A Fresh Pacific Northwest Take on Midcentury Modern

“Wanting to spend time in your vacation home even in bad weather — that’s the litmus test,” says interior designer Ian McLeod. These homeowners are so thrilled with the renovation of their 1968 home in British Columbia’s Gulf Islands, they head there as often as possible, rain or shine.

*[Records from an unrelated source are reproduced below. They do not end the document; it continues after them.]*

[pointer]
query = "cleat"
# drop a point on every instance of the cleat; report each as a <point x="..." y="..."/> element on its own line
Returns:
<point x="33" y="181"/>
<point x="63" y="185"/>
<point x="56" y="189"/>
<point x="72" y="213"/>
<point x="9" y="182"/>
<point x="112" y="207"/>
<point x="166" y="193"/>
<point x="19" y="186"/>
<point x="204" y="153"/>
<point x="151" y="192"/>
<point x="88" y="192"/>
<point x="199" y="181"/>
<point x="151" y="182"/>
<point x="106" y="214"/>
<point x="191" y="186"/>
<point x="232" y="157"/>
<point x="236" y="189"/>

“We didn’t set out to re-create ’60s modern,” says McLeod, who worked with partner Kerry Johnson on the project. “We combined goals of respecting the original home’s spirit with honoring the incredible natural environment around it — it’s a fresh Pacific Northwest take on midcentury modern.” The pair listened closely to the homeowners, whose tastes they knew well after helping them design their city home, to make the house function as the escape hatch and entertainment hub they had hoped for.



Houzz at a Glance
Location: Pender Island, British Columbia, Canada (about a 1½-hour ferry ride or 15-minute seaplane ride from Vancouver)
Designers: Kerry Johnson and Ian McLeod
Size: About 2,800 square feet (260 square meters); 3 bedrooms, 3 bathrooms


The couple had been looking for a “recreation home,” as they say in Canada, for quite some time. Once they got serious and narrowed it down to a few choices, McLeod and Johnson toured the finalists and helped them make the decision. The designers immediately recognized the ideal proportions and other promising features of this house, which sits on a hunk of rock jutting out into Swanson Channel. This is what the exterior looked like after they were done.



“This house had fantastic bones,” McLeod says. “By this I mean it had wonderful proportions, beautiful shapes, and that sunken living room just looked like a party.” As soon as he crossed the threshold, Johnson, a building designer, was already imagining ripping down walls to open up all the public spaces, as well as adding extra-large custom windows.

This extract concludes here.